ParquetWriter - Byte[] Impacting File Size Outputs
See original GitHub issueVersion: v3.9.1 -> v 3.7.7 -> v3.5.3 -> 3.3.11 -> 3.1.4 Runtime Version: NET 4.6.2, NET 4.7.2, NET 4.8, and NET6 OS: Windows 10
Expected behavior
One million byte array written to Parquet should be around 1 MB file size + Parquet memory overhead for file structure and schema values. Perhaps smaller with column based compression.
Actual behavior
One million byte array (as per example) written to Parquet is around 9 MB. This is linear across all sizes. 1 GB becomes ~9 GB etc. Same issues with very large strings.
Steps to reproduce the behavior
- Create an array with a large amount of data.
- Create an appropriate DataColumn, Schema, Field, and array of byte[] (byte[][]);
- Create a ParquetWriter, TreatByteArrayAsString = false, CompresionMethod Snappy or None (doesn’t change).
- Create a RowGroup.
- Write the one DataColumn.
- Observe the output file size is vastly larger than expected.
Additional Details
This example is using random bytes and thus will not compress very well.
I have included just a raw base64 conversion which shows around 33% increase over 1 MB but that’s due to base64 string encoding.
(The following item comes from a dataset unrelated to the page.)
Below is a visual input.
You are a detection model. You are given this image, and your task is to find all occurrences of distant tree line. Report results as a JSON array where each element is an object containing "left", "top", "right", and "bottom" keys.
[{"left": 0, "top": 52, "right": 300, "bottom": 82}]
As before with my last issue (if this is a real issue and not just my Parquet ignorance) happy to help out but would love a point in the right direction. My gut feeling is that a buffer length is being written, not the actual content length in the buffer.
Code
public static async Task ParquetNet_FileSizeIssue_Reproducible_Async()
{
var testStringFile = @".\test\test.txt";
var testParquetFile = @".\test\test-000.parquet";
if (!Directory.Exists("test"))
{ Directory.CreateDirectory("test"); }
if (!File.Exists(testParquetFile))
{ File.Delete(testParquetFile); }
if (!File.Exists(testStringFile))
{ File.Delete(testStringFile); }
var oneMillionBytes = 1 * 1024 * 1024;
var rand = new Random();
var data = new byte[1][];
data[0] = new byte[oneMillionBytes];
rand.NextBytes(data[0]);
var field = new DataField("Data", DataType.ByteArray, hasNulls: true);
var schema = new Schema(field);
var dataColumn = new DataColumn(field, data);
using var fileStream1 = File.Open(testParquetFile, FileMode.OpenOrCreate);
using var parquetWriter = new ParquetWriter(schema, fileStream1, formatOptions: new ParquetOptions { TreatByteArrayAsString = false, TreatBigIntegersAsDates = false })
{
CompressionMethod = CompressionMethod.Snappy,
};
using var rowGroupWriter = parquetWriter.CreateRowGroup();
rowGroupWriter.WriteColumn(dataColumn);
using var fileStream2 = File.Open(testStringFile, FileMode.OpenOrCreate);
using var streamWriter = new StreamWriter(fileStream2);
await streamWriter.WriteLineAsync(Convert.ToBase64String(data[0]));
}
Issue Analytics
- State:
- Created 2 years ago
- Comments:9 (9 by maintainers)
dictionary encoding is fully supported now. Feel free to reopen if any issues.
Btw thank you for detailed investigations, this is awesome.
The other thing - parquet.net does not detect repeated strings at the moment (Dictionary Encoding) but this will come at some point too. Calculating distinct values is extremely CPU and memory expensive on large arrays.